Stage 4 validation of the Satellite Image Automatic Mapper lightweight computer program for Earth observation Level 2 product generation, Part 1 Theory
Andrea Baraldi, Michael Laurence Humber, Dirk Tiede, Stefan Lang

TL;DR
This paper discusses the theoretical foundations of color naming in cognitive science and introduces a hybrid guideline for harmonizing land cover and color dictionaries, supporting the validation of the SIAM program for Earth observation data.
Contribution
It presents a novel hybrid guideline for aligning land cover and color name dictionaries and introduces a quantitative measure for their association, enhancing EO product validation.
Findings
SIAM maps produce a Level 2 SCM product with a 4-class taxonomy.

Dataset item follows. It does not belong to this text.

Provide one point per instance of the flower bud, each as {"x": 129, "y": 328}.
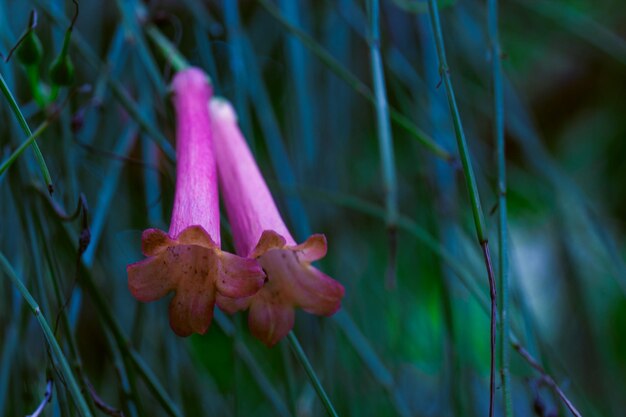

The hybrid guideline effectively harmonizes land cover and color dictionaries.
Quantitative measure of categorical variable association is introduced.
Abstract
The European Space Agency (ESA) defines an Earth Observation (EO) Level 2 product as a multispectral (MS) image corrected for geometric, atmospheric, adjacency and topographic effects, stacked with its scene classification map (SCM), whose legend includes quality layers such as cloud and cloud-shadow. No ESA EO Level 2 product has ever been systematically generated at the ground segment. To contribute toward filling an information gap from EO big data to the ESA EO Level 2 product, an original Stage 4 validation (Val) of the Satellite Image Automatic Mapper (SIAM) lightweight computer program was conducted by independent means on an annual Web-Enabled Landsat Data (WELD) image composite time-series of the conterminous U.S. The core of SIAM is a one pass prior knowledge based decision tree for MS reflectance space hyperpolyhedralization into static color names presented in literature in…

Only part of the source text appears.